These are not theoretical risks. Microsoft and GitHub, two of the most security-mature organizations on the planet, were compromised through their software supply chains. Traditional security tooling (SCA scanners, SAST, EDR agents, CNAPP platforms) did not prevent these breaches. These tools were built for a different threat model. They scan source code for known vulnerabilities or monitor production infrastructure for anomalies. They do not monitor what happens inside a CI/CD runner at runtime. They do not track which VS Code extensions are installed on developer laptops. They do not detect when a trusted GitHub Action's tags are silently replaced with malicious imposter commits.

Stopping these attacks requires a solution built from first principles for the software supply chain, one that understands how developers build, how pipelines run, and where secrets flow.

The 48-Hour Timeline

The sheer density of incidents in this window is what makes the situation so alarming. Here is what unfolded.

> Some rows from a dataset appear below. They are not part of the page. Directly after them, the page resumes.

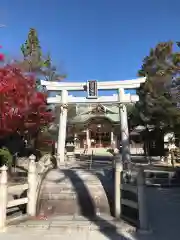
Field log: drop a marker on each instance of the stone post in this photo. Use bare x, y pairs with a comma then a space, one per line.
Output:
32, 185
117, 186
62, 128
124, 130
142, 203
3, 197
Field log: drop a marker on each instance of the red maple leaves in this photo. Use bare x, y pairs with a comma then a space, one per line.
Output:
21, 106
2, 57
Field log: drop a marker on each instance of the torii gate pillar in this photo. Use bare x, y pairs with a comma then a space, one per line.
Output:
62, 127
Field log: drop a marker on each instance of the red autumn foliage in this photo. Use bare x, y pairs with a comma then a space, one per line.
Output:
2, 57
21, 106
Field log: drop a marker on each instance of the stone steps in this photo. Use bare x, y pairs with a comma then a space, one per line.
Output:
70, 223
68, 192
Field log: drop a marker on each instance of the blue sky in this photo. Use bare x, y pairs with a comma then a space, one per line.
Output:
91, 39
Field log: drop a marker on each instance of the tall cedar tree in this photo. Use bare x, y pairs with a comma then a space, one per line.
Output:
34, 62
158, 104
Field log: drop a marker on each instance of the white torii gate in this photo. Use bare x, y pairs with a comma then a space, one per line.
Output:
121, 98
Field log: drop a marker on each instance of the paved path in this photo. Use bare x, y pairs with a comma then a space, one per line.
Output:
164, 214
66, 228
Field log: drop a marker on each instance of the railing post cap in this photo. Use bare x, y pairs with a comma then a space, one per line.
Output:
4, 168
32, 157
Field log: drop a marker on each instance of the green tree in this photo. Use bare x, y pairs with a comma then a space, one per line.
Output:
158, 104
32, 54
50, 71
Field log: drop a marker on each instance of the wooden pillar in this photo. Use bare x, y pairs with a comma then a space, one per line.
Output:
62, 127
124, 129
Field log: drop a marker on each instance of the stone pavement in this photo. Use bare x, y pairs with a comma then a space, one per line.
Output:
66, 227
164, 215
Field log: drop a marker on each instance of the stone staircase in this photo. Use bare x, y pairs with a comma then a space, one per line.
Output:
74, 192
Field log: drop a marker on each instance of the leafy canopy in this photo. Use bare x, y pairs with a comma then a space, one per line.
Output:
158, 103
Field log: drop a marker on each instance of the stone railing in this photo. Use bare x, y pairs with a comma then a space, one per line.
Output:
36, 173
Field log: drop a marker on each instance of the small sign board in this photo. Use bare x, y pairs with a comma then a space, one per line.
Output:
92, 89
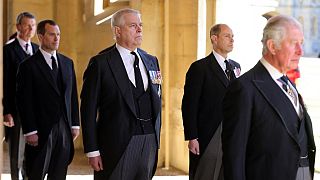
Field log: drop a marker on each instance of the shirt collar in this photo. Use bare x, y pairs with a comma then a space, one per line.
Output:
22, 42
275, 74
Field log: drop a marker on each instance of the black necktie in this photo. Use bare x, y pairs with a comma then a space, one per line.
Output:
137, 73
285, 86
53, 63
27, 47
228, 70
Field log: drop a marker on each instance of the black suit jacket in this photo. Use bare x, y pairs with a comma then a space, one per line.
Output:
13, 55
259, 137
39, 98
204, 89
108, 114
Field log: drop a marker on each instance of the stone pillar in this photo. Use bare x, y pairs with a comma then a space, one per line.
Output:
1, 89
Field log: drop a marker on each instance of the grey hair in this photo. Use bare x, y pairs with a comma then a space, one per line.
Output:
22, 15
276, 29
117, 17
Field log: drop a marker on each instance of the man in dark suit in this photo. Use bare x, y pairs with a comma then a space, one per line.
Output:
48, 106
121, 106
267, 132
205, 86
107, 49
13, 53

IDE Extension Compromised Victim: GitHub: 3,800 internal repos exfiltrated

Nx Console VS Code Extension Compromised

Malicious v18.95.0 published to the VS Code Marketplace (2.2M+ installs). Multi-stage credential stealer with HTTPS, GitHub API, and DNS tunneling exfiltration channels. Persistent Python backdoor installed on macOS. GitHub employee device compromised via this vector, leading to exfiltration of ~3,800 internal repositories.

GitHub Action Compromised

actions-cool/issues-helper & maintain-one-comment Compromised

All tags in both repositories replaced with imposter commits. Malicious code uses bun to read Runner.Worker process memory and exfiltrate CI/CD credentials to attacker-controlled domain t.m-kosche.com. Every workflow referencing these actions by version tag is affected.

npm Worm Active

Shai-Hulud Worm Hits AntV Ecosystem & Dozens More

Self-replicating worm compromises packages across Alibaba's AntV data visualization ecosystem, echarts-for-react, timeago.js (1.5M weekly downloads), and dozens more. Reads GitHub Actions runner process memory, harvests credentials from 130+ file paths, and uses stolen npm tokens to propagate to new packages. Attack is ongoing.

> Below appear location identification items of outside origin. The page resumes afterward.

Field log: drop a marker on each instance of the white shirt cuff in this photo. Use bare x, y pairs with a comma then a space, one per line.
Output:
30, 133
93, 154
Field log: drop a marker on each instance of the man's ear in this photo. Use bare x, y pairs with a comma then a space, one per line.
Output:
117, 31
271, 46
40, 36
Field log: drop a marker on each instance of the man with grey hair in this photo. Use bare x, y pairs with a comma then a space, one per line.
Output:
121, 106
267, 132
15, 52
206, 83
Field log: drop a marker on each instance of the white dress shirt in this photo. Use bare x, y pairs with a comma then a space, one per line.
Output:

PyPI Package Compromised Victim: Microsoft

Microsoft's durabletask PyPI Package Compromised

Three malicious versions of Microsoft's official Durable Functions SDK (400K+ monthly downloads) published within 35 minutes. Payload steals credentials from AWS, Azure, GCP, Kubernetes, password managers, and 90+ developer tool configs. Linked to TeamPCP threat group. Skips systems with Russian locale.

Breach Disclosure Confirmed Victim: GitHub

GitHub Discloses Breach of Internal Repositories

GitHub publicly confirms that ~3,800 internal repositories were exfiltrated after an employee device was compromised by a poisoned VS Code extension. Critical secrets rotated. Investigation ongoing.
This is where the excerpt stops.